Allarme rosso, la truffa corre sul web: altro che pellet, ecco cosa arriva

Il consiglio è sempre quello di diffidare delle offerte troppo vantaggiose, soprattutto sul web. Il pellet non fa eccezione, specie in questo momento.

 

La corsa al risparmio non è mai priva di ostacoli. E i consumatori lo sanno bene, visto che è proprio nel momento in cui vige la caccia all’occasione per ammortizzare le spese che proliferano i truffatori.

Pellet truffa
Foto © AdobeStock

Per quel che riguarda i riscaldamenti domestici, l’occhio dei criminali si è piantato proprio sull’alternativa principe ai metodi standard, ossia il pellet. Un materiale combustibile che ha ottenuto grande successo negli ultimi anni e, specialmente dopo la crisi del gas, ha aumentato notevolmente i propri estimatori. L’idea di fondo è che, al netto delle spese necessarie per impiantare una stufa che possa bruciare tale combustibile, si risparmi sui consumi. Il che è vero, anche se naturalmente tutto è proporzionato alle situazioni. Qualora si abiti in luoghi molto freddi, un solo impianto potrebbe non essere sufficiente. Tralasciando però le condizioni di spesa, che ogni consumatore andrà a valutare di per sé, è opinione comune che per l’approvvigionamento si possa risparmiare acquistando sul web.

Sarà anche vero ma è vero pure che sono proprio le piattaforme online a offrire terreno fertile per affari tutt’altro che positivi. Nelle ultime settimane, a finire nel vortice delle truffe è finito proprio il pellet, già protagonista di un rialzo dei prezzi inevitabile, vista la situazione. Niente di preoccupante, almeno se paragonato agli aumenti che hanno caratterizzato il gas. Tuttavia, fra pagare un carico poco di più e pagarlo senza ricevere nulla ce ne corre. Eppure, è quel che starebbe accadendo a diversi consumatori. Convinti dalla prospettiva del risparmio a ordinare il pellet sul web, finendo per trovarsi in mano un pugno di mosche.

La truffa del pellet fantasma: lo ordini ma non arriva

L’allarme, dopo diverse segnalazioni, è arrivato dalla Polizia postale. A quanto sembra, alcuni siti scelti per l’acquisto online dei sacchi di pellet, sarebbero finiti nel mirino dei truffatori, che avrebbero allestito un raggiro tanto semplice quanto crudele. Il tutto, chiaramente, approfittando di una situazione generale che ha finito per coinvolgere anche questo tipo di combustibile nel quadro dei rincari. Basti pensare che, a fronte dell’aumento della domanda, un sacco da 15 chili da 5 euro circa è arrivato a costare addirittura 15 in alcuni casi. Niente di strano che i consumatori vadano alla ricerca di alcune occasioni per ammortizzare i costi. Le truffe si inseriscono proprio in questa fase: alcuni siti “non ufficiali”, infatti, mettono a disposizione del pellet a prezzi stracciati. Un’occasione di cui la Polizia Postale invita a diffidare.
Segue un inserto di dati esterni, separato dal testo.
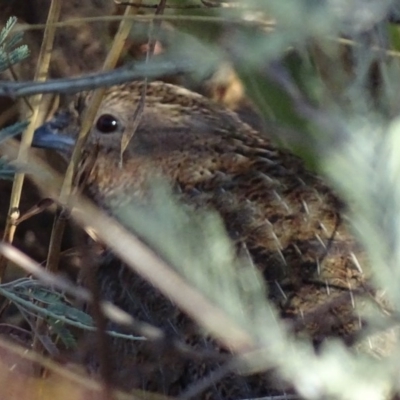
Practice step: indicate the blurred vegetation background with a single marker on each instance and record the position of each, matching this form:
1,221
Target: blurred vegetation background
318,77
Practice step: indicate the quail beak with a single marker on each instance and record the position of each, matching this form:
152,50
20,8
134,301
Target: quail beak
47,136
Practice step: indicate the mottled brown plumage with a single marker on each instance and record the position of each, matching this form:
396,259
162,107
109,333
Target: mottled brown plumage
287,218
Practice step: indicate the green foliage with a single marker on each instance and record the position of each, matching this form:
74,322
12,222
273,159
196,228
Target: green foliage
10,55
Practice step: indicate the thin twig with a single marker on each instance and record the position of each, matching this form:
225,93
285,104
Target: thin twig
36,120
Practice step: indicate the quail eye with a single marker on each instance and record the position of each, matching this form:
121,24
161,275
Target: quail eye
107,123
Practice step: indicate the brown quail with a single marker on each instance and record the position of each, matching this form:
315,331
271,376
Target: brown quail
287,218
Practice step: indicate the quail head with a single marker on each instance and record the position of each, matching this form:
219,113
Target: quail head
286,217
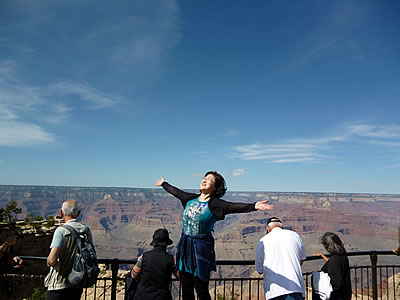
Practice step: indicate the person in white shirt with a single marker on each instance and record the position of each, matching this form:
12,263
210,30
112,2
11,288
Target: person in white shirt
279,256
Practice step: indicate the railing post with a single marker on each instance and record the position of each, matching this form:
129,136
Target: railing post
374,260
114,271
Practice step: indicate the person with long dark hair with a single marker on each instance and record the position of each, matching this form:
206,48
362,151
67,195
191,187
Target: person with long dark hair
336,266
195,256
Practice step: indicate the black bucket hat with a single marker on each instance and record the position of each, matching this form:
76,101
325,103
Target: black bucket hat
273,219
161,238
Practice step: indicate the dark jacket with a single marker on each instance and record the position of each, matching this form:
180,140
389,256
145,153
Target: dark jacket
218,207
157,268
198,250
338,270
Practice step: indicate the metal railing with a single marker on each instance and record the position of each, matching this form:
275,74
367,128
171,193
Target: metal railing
368,281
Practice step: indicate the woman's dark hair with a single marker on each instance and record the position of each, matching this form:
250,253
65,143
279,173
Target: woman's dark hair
332,243
219,184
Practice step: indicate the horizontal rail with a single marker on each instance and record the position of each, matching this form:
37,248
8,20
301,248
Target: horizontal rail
371,281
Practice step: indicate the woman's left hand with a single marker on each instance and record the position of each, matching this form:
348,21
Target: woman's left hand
262,205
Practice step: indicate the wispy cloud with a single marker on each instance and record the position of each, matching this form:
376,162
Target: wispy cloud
315,150
23,134
94,97
239,172
27,110
365,130
279,153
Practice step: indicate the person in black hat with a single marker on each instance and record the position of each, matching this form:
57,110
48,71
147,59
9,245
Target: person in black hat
154,269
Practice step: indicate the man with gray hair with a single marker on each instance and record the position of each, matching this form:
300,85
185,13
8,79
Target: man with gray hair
279,256
62,253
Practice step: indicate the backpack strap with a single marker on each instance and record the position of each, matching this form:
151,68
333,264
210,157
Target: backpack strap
75,235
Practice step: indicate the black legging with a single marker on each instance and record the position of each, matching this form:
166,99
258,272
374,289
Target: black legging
189,283
64,294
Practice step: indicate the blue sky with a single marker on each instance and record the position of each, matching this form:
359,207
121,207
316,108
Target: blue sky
275,95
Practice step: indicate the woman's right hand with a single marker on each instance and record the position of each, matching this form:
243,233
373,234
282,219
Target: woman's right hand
160,181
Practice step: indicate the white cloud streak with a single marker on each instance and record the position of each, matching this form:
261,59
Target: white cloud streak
314,150
239,172
26,110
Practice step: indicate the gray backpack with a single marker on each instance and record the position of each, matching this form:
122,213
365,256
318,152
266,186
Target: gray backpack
85,268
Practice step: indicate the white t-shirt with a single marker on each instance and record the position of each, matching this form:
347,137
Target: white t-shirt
278,257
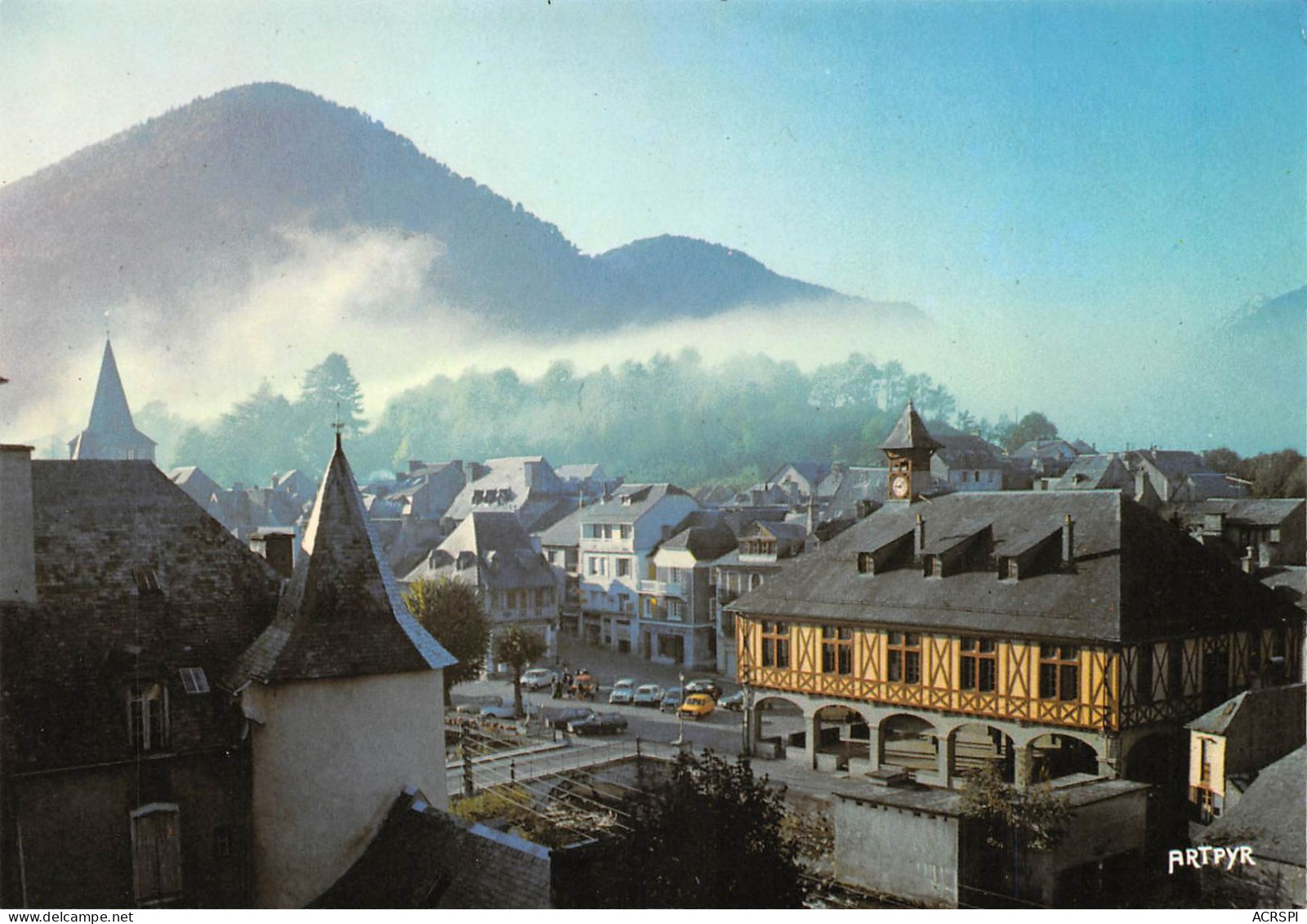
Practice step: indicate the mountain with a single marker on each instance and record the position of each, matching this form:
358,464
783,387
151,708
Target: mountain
180,217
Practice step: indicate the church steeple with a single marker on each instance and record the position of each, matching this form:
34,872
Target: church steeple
110,433
908,447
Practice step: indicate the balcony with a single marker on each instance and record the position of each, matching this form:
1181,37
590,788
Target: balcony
662,588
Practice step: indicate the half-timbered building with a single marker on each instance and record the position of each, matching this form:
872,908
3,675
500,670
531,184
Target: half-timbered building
1052,632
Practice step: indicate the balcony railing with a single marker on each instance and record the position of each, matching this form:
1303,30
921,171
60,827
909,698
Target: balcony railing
662,588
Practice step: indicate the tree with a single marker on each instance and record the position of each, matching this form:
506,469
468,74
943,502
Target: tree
518,649
328,386
1010,821
1032,426
451,610
712,838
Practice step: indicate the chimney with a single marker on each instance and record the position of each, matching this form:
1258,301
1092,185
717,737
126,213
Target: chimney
278,548
17,540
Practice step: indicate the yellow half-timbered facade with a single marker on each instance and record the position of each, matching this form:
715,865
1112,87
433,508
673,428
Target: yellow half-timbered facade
1065,627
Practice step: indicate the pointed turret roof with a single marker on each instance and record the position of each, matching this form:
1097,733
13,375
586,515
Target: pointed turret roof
341,614
110,433
910,433
109,413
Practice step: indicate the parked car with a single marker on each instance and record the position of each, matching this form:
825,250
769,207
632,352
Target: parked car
649,694
703,686
538,679
735,702
697,706
624,692
564,718
599,723
671,699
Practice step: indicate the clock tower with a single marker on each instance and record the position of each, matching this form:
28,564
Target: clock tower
908,449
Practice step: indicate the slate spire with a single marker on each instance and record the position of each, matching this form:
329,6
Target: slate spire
341,614
110,433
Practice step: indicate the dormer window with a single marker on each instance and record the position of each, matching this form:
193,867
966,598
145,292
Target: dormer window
147,716
147,579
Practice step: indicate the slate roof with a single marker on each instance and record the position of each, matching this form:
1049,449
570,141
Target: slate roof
703,533
488,548
629,503
1248,708
910,433
422,858
65,663
341,614
1095,472
1135,577
967,451
110,427
1272,816
859,484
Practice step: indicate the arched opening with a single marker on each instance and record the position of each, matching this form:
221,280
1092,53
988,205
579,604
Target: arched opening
842,732
977,745
1055,756
1161,760
774,721
908,741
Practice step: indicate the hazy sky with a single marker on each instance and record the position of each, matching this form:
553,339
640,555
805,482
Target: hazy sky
1072,189
1110,157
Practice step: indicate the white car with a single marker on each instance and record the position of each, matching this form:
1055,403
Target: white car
624,692
538,679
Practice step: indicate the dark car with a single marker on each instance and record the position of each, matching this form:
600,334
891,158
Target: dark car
599,723
564,718
734,702
703,686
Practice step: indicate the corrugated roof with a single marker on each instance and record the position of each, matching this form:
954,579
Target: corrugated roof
341,614
1135,577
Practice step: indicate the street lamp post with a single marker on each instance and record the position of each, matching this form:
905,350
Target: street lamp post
680,716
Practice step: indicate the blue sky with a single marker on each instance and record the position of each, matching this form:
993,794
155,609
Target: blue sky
1016,163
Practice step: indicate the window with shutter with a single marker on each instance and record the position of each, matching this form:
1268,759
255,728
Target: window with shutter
157,854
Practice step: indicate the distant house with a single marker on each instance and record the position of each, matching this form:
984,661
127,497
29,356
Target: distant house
1095,472
967,463
1041,459
677,614
492,551
1180,476
199,486
1265,532
618,540
1232,743
804,476
110,433
561,548
523,485
1271,819
761,551
126,771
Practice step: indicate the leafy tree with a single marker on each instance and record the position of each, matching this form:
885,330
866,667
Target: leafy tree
1032,426
712,838
451,610
328,386
518,649
1033,819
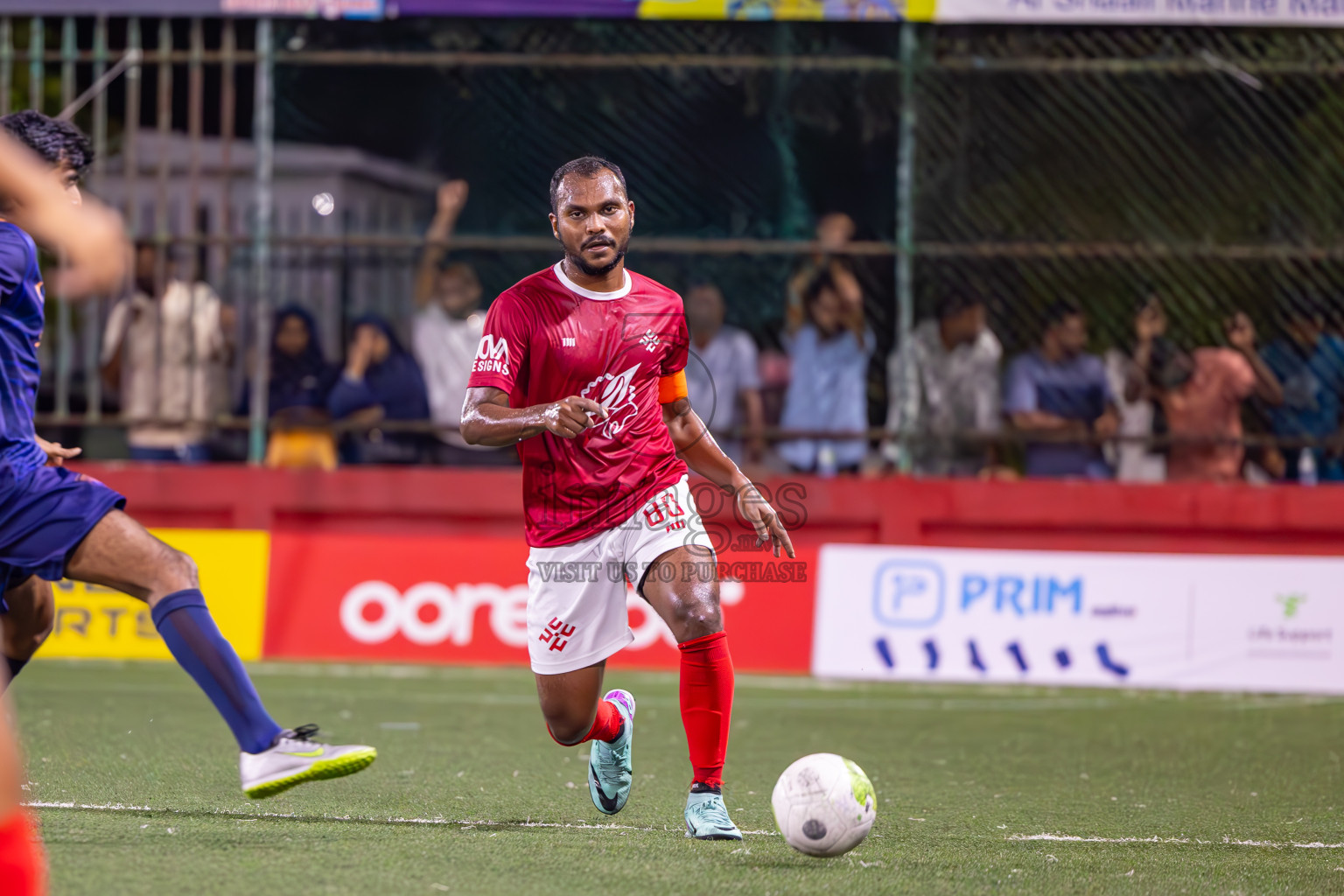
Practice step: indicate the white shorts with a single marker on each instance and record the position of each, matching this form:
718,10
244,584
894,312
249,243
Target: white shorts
576,606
Nello specifico, l’allerta dovrebbe scattare nel momento in cui i sacchi di combustibile compaiono al 30% o più di sconto. Uno sconto esagerato in base ai costi vigenti e, addirittura, rispetto alla qualità del prodotto. Inoltre, un altro campanello d’allarme suona (o dovrebbe suonare) quando i venditori richiedono pagamenti anticipati con bonifici bancari o carte riciclabili. Di recente, una donna di Arezzo è rimasta vittima di una truffa sul web, restando a mani vuote dopo aver sborsato 800 euro per l’acquisto di un sostanzioso numero di sacchi di pellet. Merce mai arrivata, nonostante le rassicurazioni e i ripetuti solleciti. In generale, la PolPost invita a diffidare di offerte troppo vantaggiose. E invita anche a verificare i dati del venditore, a cominciare dalla Partita Iva. Recuperare i soldi dopo un simile evento fraudolento sarebbe decisamente complicato.